Эстетическое и интеллектуальное наслаждение историческими памятниками и археологическими находками — удовольствие, появившееся относительно недавно, точнее, в конце XVIII века, с расцветом европейского романтизма. Только в 1794 году республиканское правительство Франции законодательно определило принципы сохранения памятников, положив начало политике охраны исторических зданий.

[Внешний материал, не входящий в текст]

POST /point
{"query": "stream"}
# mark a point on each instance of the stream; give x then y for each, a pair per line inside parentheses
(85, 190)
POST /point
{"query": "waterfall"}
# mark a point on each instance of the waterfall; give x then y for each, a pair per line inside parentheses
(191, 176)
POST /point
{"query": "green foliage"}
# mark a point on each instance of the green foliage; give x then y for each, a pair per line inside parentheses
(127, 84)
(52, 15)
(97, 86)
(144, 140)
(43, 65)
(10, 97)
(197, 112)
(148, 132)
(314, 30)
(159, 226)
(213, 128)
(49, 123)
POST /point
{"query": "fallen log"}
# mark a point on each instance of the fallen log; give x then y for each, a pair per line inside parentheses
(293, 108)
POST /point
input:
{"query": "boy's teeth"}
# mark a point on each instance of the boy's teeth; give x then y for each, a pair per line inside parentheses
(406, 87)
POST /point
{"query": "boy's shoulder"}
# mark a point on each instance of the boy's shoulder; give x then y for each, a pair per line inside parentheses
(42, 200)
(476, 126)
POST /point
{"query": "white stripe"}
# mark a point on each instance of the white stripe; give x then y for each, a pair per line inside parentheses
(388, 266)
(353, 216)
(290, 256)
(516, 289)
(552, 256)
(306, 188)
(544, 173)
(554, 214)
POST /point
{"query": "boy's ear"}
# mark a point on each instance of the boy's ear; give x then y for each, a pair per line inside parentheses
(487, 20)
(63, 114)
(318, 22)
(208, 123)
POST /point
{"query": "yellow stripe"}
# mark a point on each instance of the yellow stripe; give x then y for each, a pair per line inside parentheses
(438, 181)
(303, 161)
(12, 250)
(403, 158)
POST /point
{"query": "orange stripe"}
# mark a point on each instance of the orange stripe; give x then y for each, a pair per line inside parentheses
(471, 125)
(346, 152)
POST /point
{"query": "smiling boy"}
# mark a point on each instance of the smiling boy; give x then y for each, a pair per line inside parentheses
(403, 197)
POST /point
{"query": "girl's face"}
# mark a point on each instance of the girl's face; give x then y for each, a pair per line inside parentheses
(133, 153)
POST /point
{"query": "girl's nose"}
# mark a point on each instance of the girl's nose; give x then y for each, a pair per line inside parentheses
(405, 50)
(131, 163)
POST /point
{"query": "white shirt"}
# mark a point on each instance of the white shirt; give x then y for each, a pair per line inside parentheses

Отзываясь на призыв объединителя, мусульмане устремлялись в Мекку не для того, чтобы прикоснуться к камням, но чтобы прикоснуться к телу уммы; не для наслаждения архитектурой города, но из-за его атмосферы, не из-за мест, где жил пророк, но для того, чтобы вдохнуть воздух, которым он дышал, пригубить воду, которую он пил. В Мекку едут ради неба матери городов, ради ее необъятности. Не напрасно воздушное пространство «надежного города» закрыто для полетов, гражданских или военных. Откуда берется всеобщее безразличие к облику древнего дома? Не из-за его ли неуловимого, неопределимого настроения, смеси добродушия, воинственности, неряшливости, угрюмости и чувственности? Не завидуют ли ей эти новые европейские города, современные и пустынные?